Causes mosaic diseases in sugarcane, maize, sorghum and other graminaceous plants.
Occurs in many parts of the world where susceptible species are grown.
Host Range and Symptomatology
Host range is restricted to members of the Gramineae. Strains of the virus have been shown to infect, in addition to sugarcane, varieties of such cultivated crops as maize, sorghum and millet (Brandes & Klaphaak, 1923), wheat, barley, rye and rice (Abbott & Tippett, 1964), as well as numerous other cultivated and wild grasses.
- Saccharumspp. (sugarcane). Mosaic and/or striping depending on cultivar and virus strain (Fig. 1, Fig. 2).

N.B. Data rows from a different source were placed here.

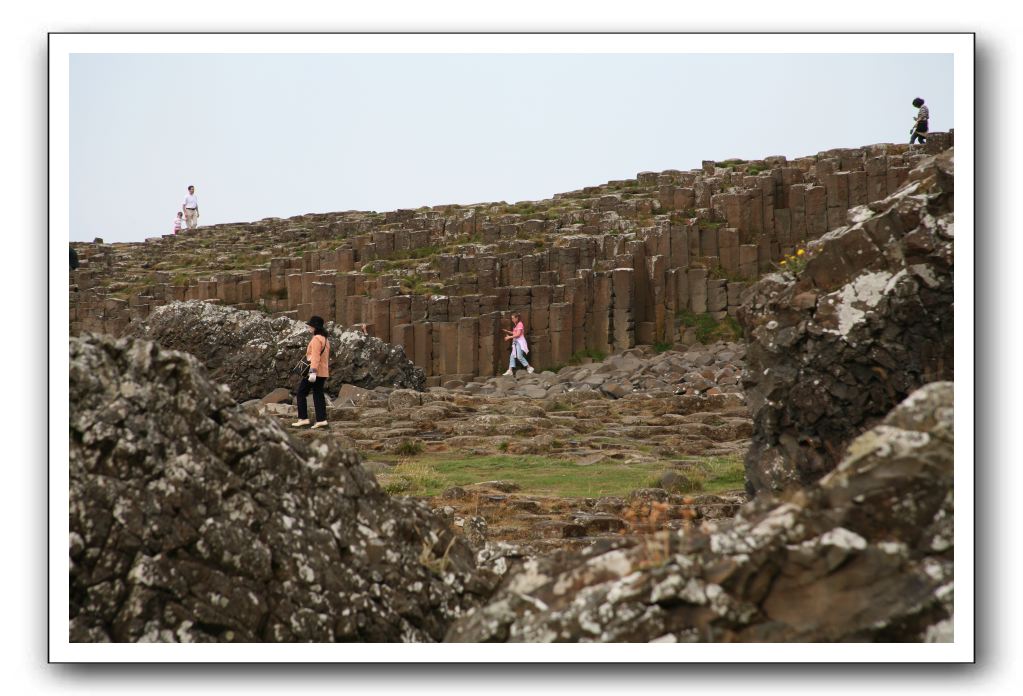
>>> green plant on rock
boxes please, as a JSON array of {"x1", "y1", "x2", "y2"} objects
[
  {"x1": 774, "y1": 243, "x2": 813, "y2": 276},
  {"x1": 675, "y1": 309, "x2": 743, "y2": 343},
  {"x1": 394, "y1": 440, "x2": 422, "y2": 456}
]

- Zea mays (maize). Seedlings of most varieties of sweet corn are readily
infected with the
various strains. A mosaic symptom is produced.
- Sorghum bicolor (sorghum). Sart and several other varieties are readily infected with most strains. Mosaic symptoms are produced initially; some strains later cause necrosis and associated leaf reddening (Fig. 6).
- Sorghum bicolorcvs. Sart and Rio are good sources for maintenance and purification of most strains. Zea mays (sweet corn cultivars) yields less virus but is preferable for strains which cause necrosis in sorghum (Gillaspie, 1971).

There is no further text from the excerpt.